Ms Shaw, I forgot I did say something derogatory about the swell guy so understand your not posting it.

RN, Good idea because nothing good will come from laboring on the past except those that can't move forward.

Les Carpenter said...

Be happy then.

Shaw Kenawe said...

Anonymous

Here's a good answer from James Hohmann to your question about pulling down statues of Founding Fathers who owned slaves:

"What gave me the greatest pause about taking down Confederate statues was a fear of the slippery slope. If Lee statues came down, activists might come after memorials to George Washington, Thomas Jefferson and other brilliant Founding Fathers because, as Southern planters, they also owned slaves. Is it only a matter of time before society tries to take down statues of, say, Franklin D. Roosevelt because he ordered the internment of U.S. citizens and noncitizens of Japanese descent during World War II?

No. This is a logical fallacy. Ultimately, intent is the critical test to gauge whether statues should go: Why was the monument erected? What was the person originally being honored for? No reasonable person can argue that memorials to Washington, Jefferson and Roosevelt were constructed to celebrate the worst things they did.
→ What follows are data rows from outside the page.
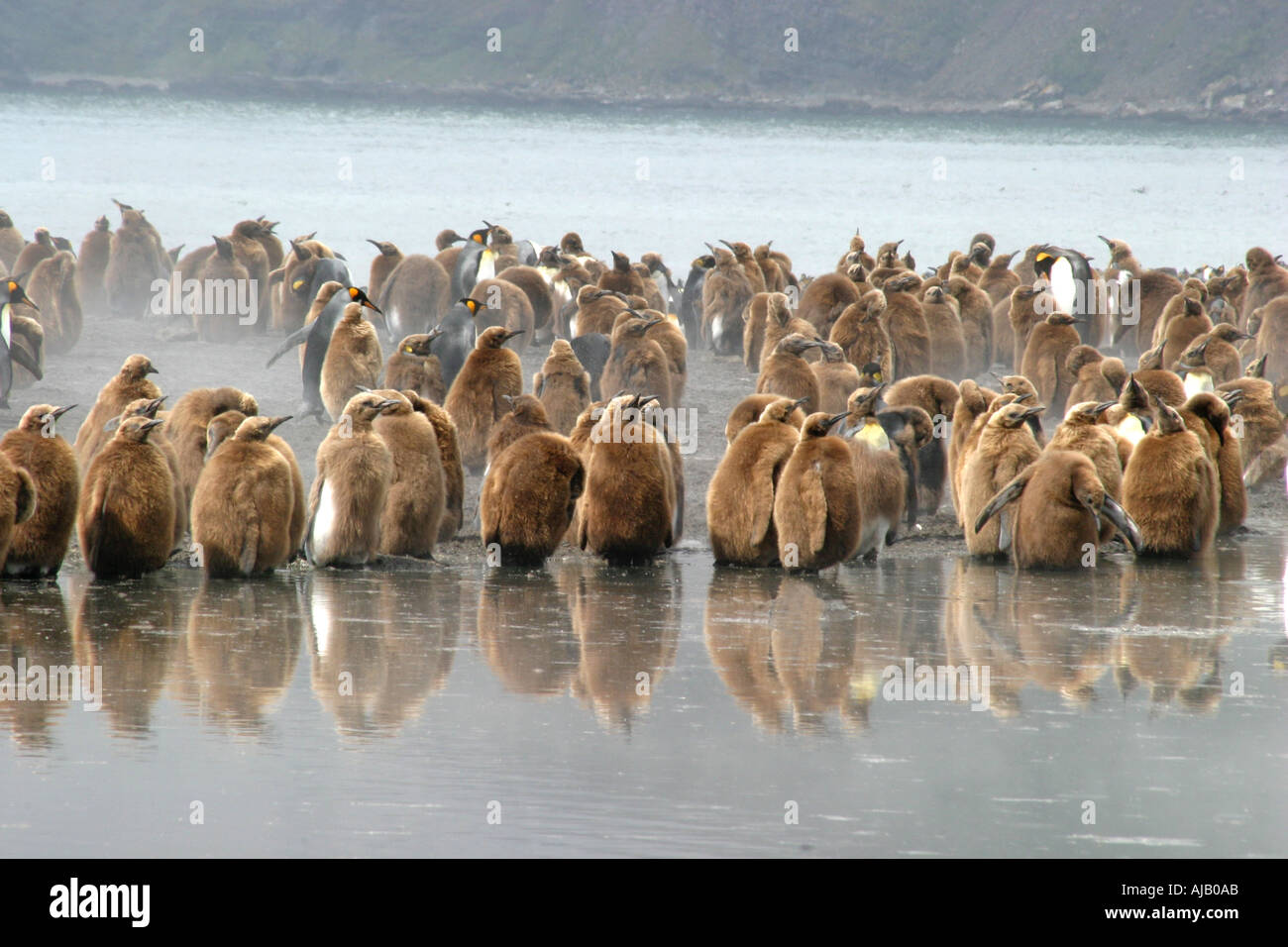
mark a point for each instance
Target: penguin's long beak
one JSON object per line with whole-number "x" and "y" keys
{"x": 1124, "y": 522}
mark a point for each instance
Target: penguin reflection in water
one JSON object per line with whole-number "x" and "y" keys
{"x": 1056, "y": 521}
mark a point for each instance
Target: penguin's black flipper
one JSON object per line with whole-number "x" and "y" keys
{"x": 297, "y": 338}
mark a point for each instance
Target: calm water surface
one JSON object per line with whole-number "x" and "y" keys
{"x": 677, "y": 709}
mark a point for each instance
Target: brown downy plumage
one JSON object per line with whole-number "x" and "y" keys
{"x": 563, "y": 386}
{"x": 636, "y": 364}
{"x": 1046, "y": 360}
{"x": 129, "y": 384}
{"x": 529, "y": 496}
{"x": 748, "y": 410}
{"x": 353, "y": 360}
{"x": 938, "y": 397}
{"x": 1005, "y": 447}
{"x": 862, "y": 335}
{"x": 185, "y": 428}
{"x": 621, "y": 277}
{"x": 1086, "y": 365}
{"x": 725, "y": 292}
{"x": 741, "y": 495}
{"x": 17, "y": 501}
{"x": 977, "y": 320}
{"x": 526, "y": 416}
{"x": 244, "y": 502}
{"x": 381, "y": 265}
{"x": 973, "y": 402}
{"x": 223, "y": 427}
{"x": 947, "y": 339}
{"x": 1171, "y": 488}
{"x": 347, "y": 500}
{"x": 91, "y": 265}
{"x": 836, "y": 377}
{"x": 627, "y": 512}
{"x": 454, "y": 472}
{"x": 816, "y": 512}
{"x": 1209, "y": 416}
{"x": 825, "y": 298}
{"x": 40, "y": 543}
{"x": 477, "y": 397}
{"x": 413, "y": 367}
{"x": 789, "y": 375}
{"x": 413, "y": 506}
{"x": 1060, "y": 508}
{"x": 125, "y": 519}
{"x": 780, "y": 324}
{"x": 1155, "y": 289}
{"x": 905, "y": 322}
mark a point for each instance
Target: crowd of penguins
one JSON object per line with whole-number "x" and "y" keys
{"x": 874, "y": 397}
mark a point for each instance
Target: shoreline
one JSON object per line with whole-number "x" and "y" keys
{"x": 1037, "y": 103}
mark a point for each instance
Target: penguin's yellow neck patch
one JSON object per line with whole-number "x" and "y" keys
{"x": 874, "y": 434}
{"x": 1131, "y": 428}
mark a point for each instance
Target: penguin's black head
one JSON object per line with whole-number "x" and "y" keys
{"x": 359, "y": 296}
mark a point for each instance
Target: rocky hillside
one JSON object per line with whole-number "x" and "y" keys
{"x": 1194, "y": 58}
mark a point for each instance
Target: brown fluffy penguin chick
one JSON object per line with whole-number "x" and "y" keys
{"x": 450, "y": 454}
{"x": 160, "y": 440}
{"x": 975, "y": 311}
{"x": 627, "y": 509}
{"x": 129, "y": 384}
{"x": 1060, "y": 512}
{"x": 185, "y": 428}
{"x": 563, "y": 386}
{"x": 1086, "y": 367}
{"x": 1046, "y": 359}
{"x": 224, "y": 425}
{"x": 636, "y": 364}
{"x": 347, "y": 499}
{"x": 780, "y": 324}
{"x": 1218, "y": 354}
{"x": 381, "y": 265}
{"x": 40, "y": 543}
{"x": 836, "y": 377}
{"x": 1209, "y": 416}
{"x": 748, "y": 410}
{"x": 725, "y": 292}
{"x": 825, "y": 298}
{"x": 125, "y": 519}
{"x": 477, "y": 397}
{"x": 789, "y": 375}
{"x": 816, "y": 502}
{"x": 413, "y": 506}
{"x": 741, "y": 495}
{"x": 243, "y": 505}
{"x": 1028, "y": 307}
{"x": 527, "y": 416}
{"x": 353, "y": 361}
{"x": 415, "y": 367}
{"x": 973, "y": 401}
{"x": 906, "y": 325}
{"x": 879, "y": 472}
{"x": 529, "y": 496}
{"x": 1005, "y": 447}
{"x": 936, "y": 397}
{"x": 861, "y": 333}
{"x": 1171, "y": 488}
{"x": 947, "y": 338}
{"x": 17, "y": 501}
On the other hand, voluminous evidence demonstrates that memorials to Confederate leaders were built because of, not despite, their sedition and treachery. The larger-than-life monument to Lee in Richmond was widely understood at the time it was erected as a symbol of white supremacy. John Mitchell, an African American member of Richmond’s city council and editor of a Black newspaper, condemned the statue for celebrating Lee’s “legacy of treason and blood.”

Another window into original intent comes from a time capsule placed inside the 40-foot stone plinth underneath the bronze statue of Lee on his horse. Media accounts say the box included an image of Abraham Lincoln lying in his coffin; a speaker at the installation ceremony blamed the Civil War on the dead president and claimed he freed the slaves only so the North could win the war. The capsule also included Confederate bullets, buttons and a battle flag."